The University of Southern Queensland has delivered a beta search engine for open access journals, using spare capacity on AWS rather than on-campus supercomputers to crunch more than 16 million full-text records.
Around the world, a growing number of academics are opting to publish their research in open access journals or university repositories rather than through journals that end up behind a paywall online.
With more than 4000 university search repositories now on the internet, each holding many thousands of academic papers, finding a paper on a particular topic without the use of a search engine is virtually impossible.
While there are a number of existing academic search engines, such as Google Scholar, these typically tend to index both paywalled and open access research journals, meaning students without journal subscriptions often hit paywalls.

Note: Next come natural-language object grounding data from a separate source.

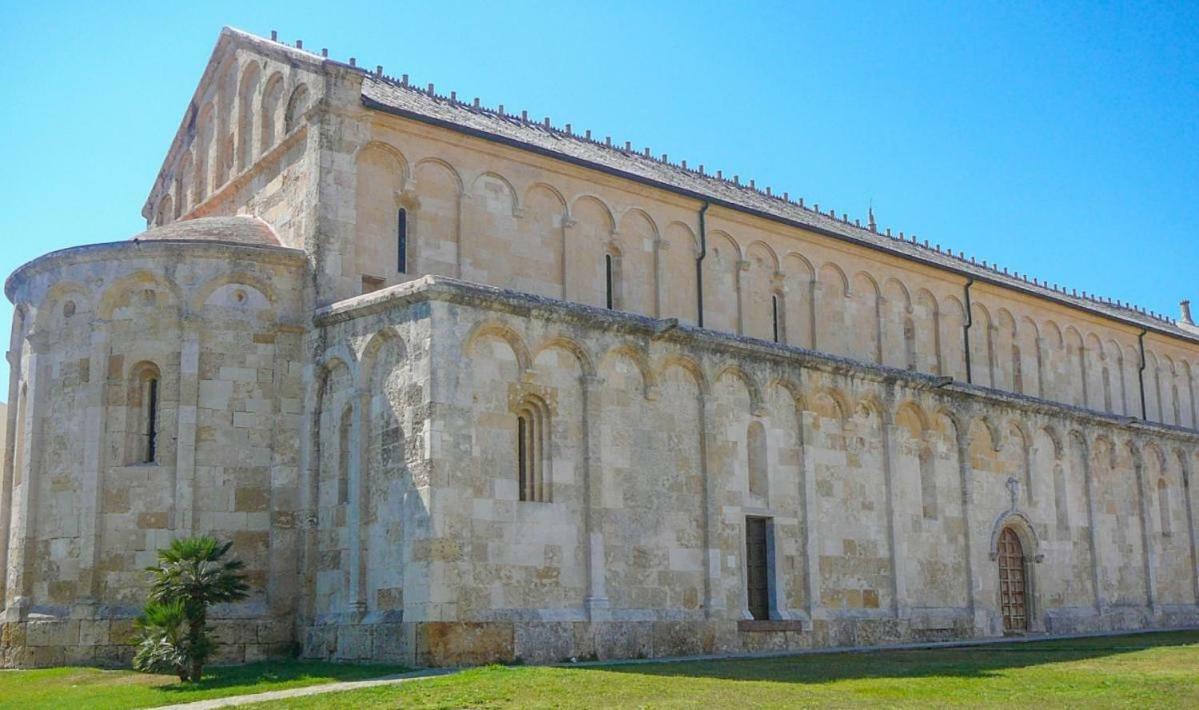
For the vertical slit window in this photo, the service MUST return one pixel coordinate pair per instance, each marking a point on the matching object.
(402, 241)
(608, 283)
(532, 423)
(151, 420)
(773, 317)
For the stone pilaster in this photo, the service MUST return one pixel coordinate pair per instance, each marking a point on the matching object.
(596, 603)
(92, 474)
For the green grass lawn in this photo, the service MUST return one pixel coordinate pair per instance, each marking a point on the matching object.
(1143, 671)
(78, 689)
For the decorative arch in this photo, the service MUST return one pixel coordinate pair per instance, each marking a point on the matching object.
(687, 365)
(499, 330)
(204, 292)
(586, 362)
(639, 359)
(387, 150)
(372, 348)
(113, 295)
(1024, 529)
(763, 247)
(447, 168)
(830, 274)
(755, 401)
(633, 212)
(790, 386)
(297, 103)
(594, 199)
(60, 293)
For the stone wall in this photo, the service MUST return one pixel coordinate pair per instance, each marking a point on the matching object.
(493, 214)
(886, 492)
(86, 501)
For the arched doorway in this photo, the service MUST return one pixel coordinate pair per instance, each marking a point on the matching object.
(1012, 583)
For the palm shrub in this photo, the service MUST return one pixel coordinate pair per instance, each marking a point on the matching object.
(191, 576)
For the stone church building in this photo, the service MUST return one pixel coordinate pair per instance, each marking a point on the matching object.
(463, 385)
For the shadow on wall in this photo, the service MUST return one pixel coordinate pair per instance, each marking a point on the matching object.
(978, 661)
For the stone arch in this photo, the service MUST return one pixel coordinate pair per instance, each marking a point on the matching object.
(687, 365)
(443, 164)
(202, 294)
(586, 198)
(1024, 529)
(387, 150)
(246, 92)
(910, 416)
(751, 384)
(830, 402)
(764, 248)
(865, 298)
(338, 355)
(61, 293)
(995, 440)
(678, 227)
(272, 96)
(166, 210)
(504, 332)
(763, 306)
(182, 184)
(790, 386)
(586, 362)
(297, 103)
(636, 355)
(114, 293)
(371, 349)
(832, 276)
(722, 296)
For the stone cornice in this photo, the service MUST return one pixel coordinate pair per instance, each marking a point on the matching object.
(451, 290)
(149, 250)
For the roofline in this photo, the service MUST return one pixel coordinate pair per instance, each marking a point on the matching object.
(96, 251)
(978, 276)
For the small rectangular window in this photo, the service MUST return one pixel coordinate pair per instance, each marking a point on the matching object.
(608, 283)
(402, 241)
(152, 421)
(758, 569)
(371, 283)
(773, 305)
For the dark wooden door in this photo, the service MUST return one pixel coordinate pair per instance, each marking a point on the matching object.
(757, 579)
(1012, 583)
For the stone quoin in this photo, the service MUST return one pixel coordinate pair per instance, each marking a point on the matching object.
(463, 386)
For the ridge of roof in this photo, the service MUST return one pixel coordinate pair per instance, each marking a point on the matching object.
(398, 95)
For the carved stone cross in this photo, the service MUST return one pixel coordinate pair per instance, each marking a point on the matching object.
(1013, 489)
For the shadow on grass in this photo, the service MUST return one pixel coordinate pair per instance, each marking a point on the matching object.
(267, 674)
(960, 662)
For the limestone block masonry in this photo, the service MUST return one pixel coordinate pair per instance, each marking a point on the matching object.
(463, 386)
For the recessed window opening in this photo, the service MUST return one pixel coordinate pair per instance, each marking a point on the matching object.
(402, 241)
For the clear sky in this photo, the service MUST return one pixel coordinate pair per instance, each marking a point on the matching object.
(1055, 138)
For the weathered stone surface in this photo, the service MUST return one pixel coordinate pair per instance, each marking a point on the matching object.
(350, 413)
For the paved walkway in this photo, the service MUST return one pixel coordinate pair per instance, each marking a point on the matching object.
(312, 690)
(335, 687)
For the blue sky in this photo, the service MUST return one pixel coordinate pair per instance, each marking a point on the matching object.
(1055, 138)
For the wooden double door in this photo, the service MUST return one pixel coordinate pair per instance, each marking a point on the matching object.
(1013, 583)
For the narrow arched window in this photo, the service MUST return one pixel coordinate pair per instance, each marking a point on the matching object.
(143, 415)
(773, 317)
(402, 240)
(755, 445)
(1163, 504)
(532, 420)
(343, 456)
(151, 420)
(927, 482)
(608, 283)
(1017, 369)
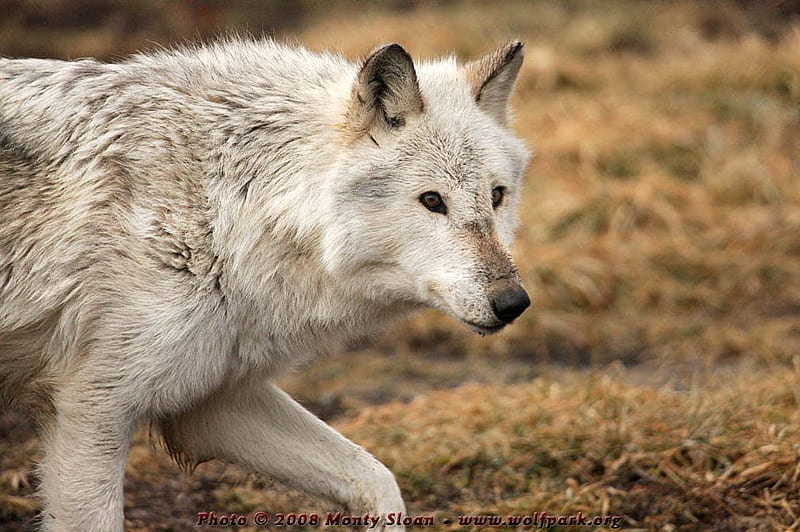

In a bid to make freely available research more accessible, USQ’s senior project officer of technology demonstrator projects Tim McCallum started work creating a search engine targeting open access journals, winning an AMP Tomorrow Makers grant in the process.
However, McCallum soon discovered that assembling the compute power necessary to index millions of papers quickly would be very expensive, while trying to undertake the project on the cheap with fewer resources would take a really long time.
“The job would take about seven years to index millions of papers, and to ramp it up by buying 1000 machines at $500 each would end up costing half a million dollars,” McCallum said.
USQ has significant high-performance computing resources, through both partnerships such as the Queensland Cyber Infrastructure Foundation (QCIF) and its own on-campus SGI system.
However, the nature of McCallum’s project, which involved querying data from thousands of endpoints, meant distributing the workload across a large number of virtual machines on a cloud platform provider was more efficient than scheduling tasks on a supercomputer.
Buying spare compute cycles
To square the circle, McCallum began bidding for spare compute capacity from major cloud vendors.
“Buying machines upfront is expensive, and cloud computing services such as Amazon and Google Compute provide easy access to a range of services,” McCallum said.
"To reduce the price of the operation I constantly bid on spare cloud infrastructure and expect, at all times, that the infrastructure will disappear at a moment’s notice due to pricing. This new ephemeral model works just fine thanks to my upfront design and software automation which accounts for these shifts.”
The problem is if someone comes along to buy it as a customer, the cloud provider will terminate your machines and sell it to that person.
“The trick is to make sure that the whole process is automated for example creating machines and queues of work for those machines to do using software automation – so nothing traditional about this exercise at all really,” McCallum said.
“There is the small task of setting up security credentials between machines, this literally takes minutes to set up but allows a deluge of information to be pushed and pulled between machines without further human intervention.”
McCallum said this approach allows him to spawn 1000 machines and have them all hit a queue of PDF files, convert them to text, and then index them.
“If a machine does complete a task it removes the job from the queue and then takes another job from the queue, and if the queue is empty or the workload lessens the machine can terminate itself - this also keeps the costs down,” McCallum said.
“It’s a much more sophisticated and scalable approach where we can ramp up or throttle down using code rather than always using brute force."
While the open access search engine has predominantly used AWS so far, McCallum said there was no reason he wouldn’t work with either Google Compute or Microsoft Azure in the future.
“Amazon offers a robust suite of storage, queuing and computing infrastructure which can all be controlled by computer code,” McCallum said.
“I am not biased to any cloud platform and will continue to work with them all in order to maintain an edge for seeing opportunities.”
A beta version of the search engine is now live, having indexed around 16 million records, including traditional search results and a Google Books-style ngram interface.
“Most of the back-end or scaffolding is now done, I’d now like to make the front end a lot more slick,” McCallum said.